Ad Ovaro [in provincia di Udine], il 29 aprile [1945] si riunì il CLN della Val Degano per esaminare la situazione politico-militare e concordare l’atteggiamento da tenere nei confronti del Corpo speciale cosacco di cui era nota la decisione di ritirarsi in Carinzia puntando sul Passo Monte Croce Carnico, attraverso la Valle del But e la Val Degano. Il generale clima euforico nell’imminenza della fine della guerra e della dura occupazione tedesca e cosacca in Carnia portò alla proposta di una parte del CLN di imporre con la forza la resa ai reparti cosacchi in ritirata lungo la Val Degano. Il Commissario politico della Brg. “Garibaldi-Carnia”, comunista di elevata dirittura morale, Osvaldo Fabian <66, sostenuto dal rappresentante della Divisione Osoppo, si oppose nettamente alla proposta ritenendo assurda la pretesa di poter imporre con la forza la resa a migliaia di cosacchi armati, con le poche forze partigiane disponibili in zona.
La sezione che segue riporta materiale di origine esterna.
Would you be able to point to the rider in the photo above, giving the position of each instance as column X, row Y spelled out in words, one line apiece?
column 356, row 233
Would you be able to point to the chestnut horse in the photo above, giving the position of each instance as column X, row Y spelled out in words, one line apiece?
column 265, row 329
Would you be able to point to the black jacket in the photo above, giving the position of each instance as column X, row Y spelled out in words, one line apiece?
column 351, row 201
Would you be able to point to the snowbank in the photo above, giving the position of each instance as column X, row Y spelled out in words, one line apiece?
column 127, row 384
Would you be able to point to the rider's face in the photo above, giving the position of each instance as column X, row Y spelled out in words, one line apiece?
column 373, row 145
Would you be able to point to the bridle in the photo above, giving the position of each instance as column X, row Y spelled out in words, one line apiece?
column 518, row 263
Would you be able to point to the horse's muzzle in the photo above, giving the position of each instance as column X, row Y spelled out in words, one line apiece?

Era tra l’altro necessario evitare ulteriori sofferenze alla popolazione, già provata da sette mesi di privazioni e di prevaricazioni.derivanti dall’occupazione dei collaborazionisti russi. In questo caso, argomentava Fabian, valeva il detto “a nemico che fugge, ponti d’oro”. Non sarebbe stato saggio, infatti, provocare un avversario incattivito dal crollo delle sue illusioni e dalla prospettiva di un oscuro e minaccioso futuro. Le argomentazioni del Fabian ottennero l’approvazione della maggioranza ed i promotori dell’azione di forza si adeguarono.
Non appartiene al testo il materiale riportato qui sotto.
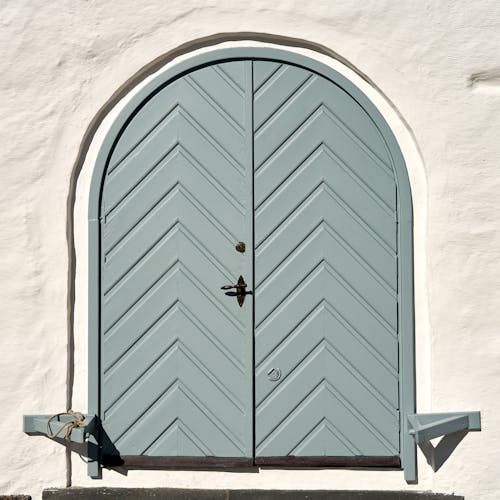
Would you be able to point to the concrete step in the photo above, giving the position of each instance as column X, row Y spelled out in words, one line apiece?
column 192, row 494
Il giorno successivo, 30 aprile, si ebbe notizia dell’approntamento, a Tolmezzo e a Villa Santina, di enormi colonne di cosacchi a cavallo, a piedi, di profughi civili su carrette, pronti a muovere verso il confine. Anche grossi contingenti di truppe tedesche di stanza a Tolmezzo stavano muovendo verso la Carinzia. Il CLN era ora riunito in permanenza, dato il rapido succedersi degli eventi, presso il Municipio di Ovaro. La mattina del 1 maggio, giunsero in questa sede presentandosi al CLN, molti affiliati della Divisione Osoppo, partigiani dell’ultima ora, che sfoggiavano “divise nuove fiammanti” secondo quanto riportato dal Fabian, con il fazzoletto verde al collo. Li accompagnavano numerosi civili mai visti prima in zona. In un clima confuso e concitato, i nuovi arrivati reclamarono la necessità della resa del presidio cosacco di Ovaro-Chialina e di iniziative militari contro le colonne cosacche in ripiegamento. Essi affermarono di aver già intavolato trattative di resa con il presidio cosacco. Ben presto fecero prevalere la loro proposta affiancati dalla quella parte del CLN che già si era espressa due giorni prima a favore di un’azione di forza <57.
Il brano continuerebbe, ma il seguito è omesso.